What separates planet Earth from the sky? As more countries and businesses turn to the stratosphere, the debate over how to define outer space is growing. Ask someone where outer space is, and they will likely point to the sky. It’s up, isn’t it? basic.
Except, no one really knows where “aerospace” ends and “outer space” begins. This may sound trivial, but setting those boundaries can be important for a number of reasons. Including, but not limited to, any high-flying humans will be classified as astronauts.
Now, with Virgin Galactic seemingly on the cusp of launching propelled travelers on suborbital paths, many people are wondering if these lucky tourists will ever earn astronaut wings. From now on, they will do so, according to US practice.
What separates planet Earth from the sky?
The answer is: Atmosphere
International treaties define “space” as free for exploration and use by all, but the same does not apply to sovereign airspace over nations. The laws that govern aerospace and outer space are different. Flying a satellite 55 miles over China is fine if space starts at 50 miles, but set the edge at 60 miles, and you might find your satellite treated as an act of military aggression.
“Where does a country’s airspace stop and space begin?” asks Jonathan McDowell of the Harvard-Smithsonian Center for Astrophysics. “Once you agree on the boundaries of space, you agree to the boundaries to which space law applies.” However, the United States and some other countries have resisted an international formal definition of space, stating that it is not necessary and that “no legal or practical problems have arisen in the absence of such a definition.”
Others argue that maintaining distinct boundaries will be crucial, given the increase in the number of national space programs and in private spaceflight endeavors increasing the volume of suborbital traffic. In general, most experts say that space begins at the point where orbital dynamic forces become more important than aerodynamic forces, or when the atmosphere alone is not sufficient to support a flying ship at suborbital speeds.
Earth is the only planet known to sustain life. Discover the origins of our home planet and some of the key ingredients that help make this blue spot in space a unique global ecosystem. Historically, it has been difficult to pinpoint this point at a particular altitude.

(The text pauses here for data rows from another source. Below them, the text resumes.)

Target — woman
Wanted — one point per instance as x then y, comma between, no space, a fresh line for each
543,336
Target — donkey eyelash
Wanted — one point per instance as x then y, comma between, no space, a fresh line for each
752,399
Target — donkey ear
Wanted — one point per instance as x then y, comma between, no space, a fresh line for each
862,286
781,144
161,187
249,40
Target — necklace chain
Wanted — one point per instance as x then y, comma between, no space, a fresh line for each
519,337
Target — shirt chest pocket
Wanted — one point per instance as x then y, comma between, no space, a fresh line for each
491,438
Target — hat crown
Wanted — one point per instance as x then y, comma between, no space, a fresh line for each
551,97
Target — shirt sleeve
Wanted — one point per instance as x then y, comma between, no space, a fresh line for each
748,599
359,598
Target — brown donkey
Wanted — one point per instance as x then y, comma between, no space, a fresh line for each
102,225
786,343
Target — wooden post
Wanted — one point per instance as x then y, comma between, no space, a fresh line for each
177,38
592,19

In the 20th century, Hungarian physicist Theodor von Karmann decided that the boundary would be about 50 miles, or roughly 80 kilometers, above sea level today. 62 miles, or roughly one hundred kilometers above sea level.
The International Federation of Aviation (FAI), which tracks standards and records in astronautics and aviation, defines space as starting at an altitude of one hundred kilometers. It is, after all, a beautiful round number. But the FAA, the US Air Force, NOAA, and NASA generally use the 50-mile (80-kilometre) boundary, with the Air Force awarding astronaut wings to travelers who exceed that mark.
Meanwhile, NASA’s mission controller puts the line at 76 miles (122 kilometers), because this is “the point where atmospheric drag becomes noticeable,” Bhavya Lal and Emily Nightingale of the Science and Technology Policy Institute wrote in a 2014 review.